I thought about the two constraints for the 2s, so the "multiple strands of 2s" or the "continous 2s".

If you implement the "multiple strands of 2s" like this

Constraints.twoNeighbors_1 = x(:,2)<=y(:,1)+y(:,2)+3*(1-x(:,2));
Constraints.twoNeighbors_2 = C*x(:,2)+C*x(:,1) >=2*x(:,2);
Constraints.twosUpper = sum(x(:,2))<=rowA+colA; %just to keep the 2s sparse
Constraints.noBlocks =  noBlocks(x,rowA,colA);

and the "continous 2s" like this:

z=optimvar('z',rowA*colA,'Type','integer','Lower',0, 'Upper',2);
Constraints.conTwos_1 =  z <= 2*(x(:,2));
Constraints.conTwos_2 =  z <= C*x(:,2);
Constraints.conTwos_3 =  z >= C*x(:,2) - 4*(1-x(:,2));
Constraints.conTwos_4 =  sum(z)==2*sum(x(:,2))-2;
Constraints.conTwos_5 =  noBlocks(x,rowA,colA);

in both cases there will be a string of twos. So something like this (focussing on the 1s and 2s):

A= [0 1 0 0 0;
2 2 0 0;
0 2 0 0;
0 2 0 0;
0 2 0 0] 

In my case it would be nice, if the 2s could have branches or intersections like:

A1= [0 1 0 0 0;
2 2 0 0;
0 2 0 0;
2 2 2 0;
0 2 0 0]

or

A2= [0 1 0 0 0;
2 2 0 0;
0 2 0 0;
0 2 2 1;
0 2 0 0]

I tried to implemnt it in the constraints of "multiple strands of 2s"

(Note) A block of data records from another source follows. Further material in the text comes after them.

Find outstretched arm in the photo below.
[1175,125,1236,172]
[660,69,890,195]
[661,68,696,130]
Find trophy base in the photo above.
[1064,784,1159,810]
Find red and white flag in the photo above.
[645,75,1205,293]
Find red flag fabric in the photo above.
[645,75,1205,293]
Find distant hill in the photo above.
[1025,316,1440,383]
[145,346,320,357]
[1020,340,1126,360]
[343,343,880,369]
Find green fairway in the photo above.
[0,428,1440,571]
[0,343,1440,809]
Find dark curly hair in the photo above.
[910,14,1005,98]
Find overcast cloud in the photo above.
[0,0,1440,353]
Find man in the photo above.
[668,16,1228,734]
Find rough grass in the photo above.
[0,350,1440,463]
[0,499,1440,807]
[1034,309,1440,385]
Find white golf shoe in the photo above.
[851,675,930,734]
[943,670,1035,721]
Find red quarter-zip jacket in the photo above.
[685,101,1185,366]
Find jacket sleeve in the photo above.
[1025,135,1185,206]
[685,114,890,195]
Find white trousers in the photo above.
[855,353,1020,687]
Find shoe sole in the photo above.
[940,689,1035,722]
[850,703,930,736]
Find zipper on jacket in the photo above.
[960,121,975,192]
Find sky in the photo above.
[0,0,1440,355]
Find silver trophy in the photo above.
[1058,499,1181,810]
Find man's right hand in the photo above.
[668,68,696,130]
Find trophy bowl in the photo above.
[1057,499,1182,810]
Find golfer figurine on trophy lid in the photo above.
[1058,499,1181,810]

Constraints.twoNeighbors_1 = x(:,2) <= y(:,1) + y(:,2) + 3*(1-x(:,2)); % 2 needs one neighbour which is 1 or 2
Constraints.twoNeighbors_2 = 4*C*x(:,2) + C*x(:,1) >= 4*x(:,2); % 2 should have max. 4 neighbours
Constraints.twosUpper = sum(x(:,2))<=rowA+colA; %just to keep the 2s sparse
Constraints.noBlocks =  noBlocks(x,rowA,colA);

But this doesn't work...i thionk there is maybe a simple solution for this in both cases.

One Intersection could also lead into a 1 (like A2), but it does not have to necessarily.